Just this past Tuesday, Region 10 (Burlington and Harwinton) announced it will lay off 18 to 25 non-certified employees in response to Malloy’s executive order.
And the following day, the Connecticut Education Association and the municipalities of Brooklyn, Plainfield, and Torrington filed an injunction in superior court that alleges the governor “does not have the authority to cut education spending.”
Even if the legislature somehow passes a budget reinstating ECS funds, the future of Connecticut’s towns and schools remains unstable.
“Despite borrowing $2 billion to boost the funding of [the Teacher Retirement System] in 2008, the pension system remains underfunded by $13 billion and that figure is projected to grow over time,” according to the Yankee Institute, a situation that “will harm Connecticut’s teachers and children because the state will be forced to direct limited resources to pensions rather than classrooms.”
Thus, Gov. Malloy wants to shift one-third of the state’s teacher-pension costs to the towns, a move that would almost certainly result in higher property taxes — the schools’ primary funding source — only exacerbating the fiscal challenges facing local school districts.
Any way you slice it, the fate of Connecticut public schools is decidedly uncertain.
As already seen, staff cuts are a distinct possibility, resulting in larger class sizes and jeopardizing Connecticut’s 40th lowest-in-the-nation student-teacher ratio of 13:1. Of course, increased class sizes could be offset by innovations such as internet-based distance learning, a method of instruction now offered in some form in more than half of U.S. school districts in 2010. Then again, it’s unlikely that schools in the Land of Steady Habits would invest too heavily in an outside resource like distance learning, considering the state’s long-time commitment to local control of public schools — a philosophy that has served most districts and students well.
That said, the calls for regionalization are on the rise.
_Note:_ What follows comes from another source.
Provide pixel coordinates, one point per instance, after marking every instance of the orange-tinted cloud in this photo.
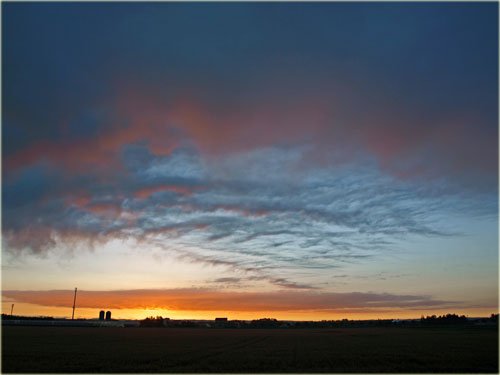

“Each school system bureaucracy has its own superintendent, assistant superintendents, deputies, etc.,” explains former East Hartford state representative Gary LeBeau. “The school systems usually consume about 70 percent of the town’s budget. The redundancy is in the management structure. Its costs are enormous.”
LeBeau added: “What if we could take these municipalities and consolidate them into eight entities? Hundreds of millions of dollars, indeed I believe billions of dollars could be saved by eliminating redundant management in the municipalities and in the schools. Could this be done? Has it been done elsewhere? Yes, all over the country. The entities are called counties.”
County school boards in Connecticut? A year ago, I argued against such a system and didn’t think it would happen here. But desperate times …
Thing is, I’ve only scratched the surface of the mounting challenges facing Connecticut’s public schools. A growing skills gap in our technological economy must be addressed jointly by schools and businesses. The need for basic media literacy among citizens — a skill that should be taught in all schools —
has never been greater.
And special-education costs continue to rise. Currently, districts use ECS funds — remember them? — to pay for special education.
Clearly, the fate of Connecticut’s schools is even more unpredictable than the outcome of the state’s budget battle. But one thing’s for sure: We should all brace for major changes.
Barth Keck is an English teacher and assistant football coach who teaches courses in journalism, media literacy, and AP English Language & Composition at Haddam-Killingworth High School.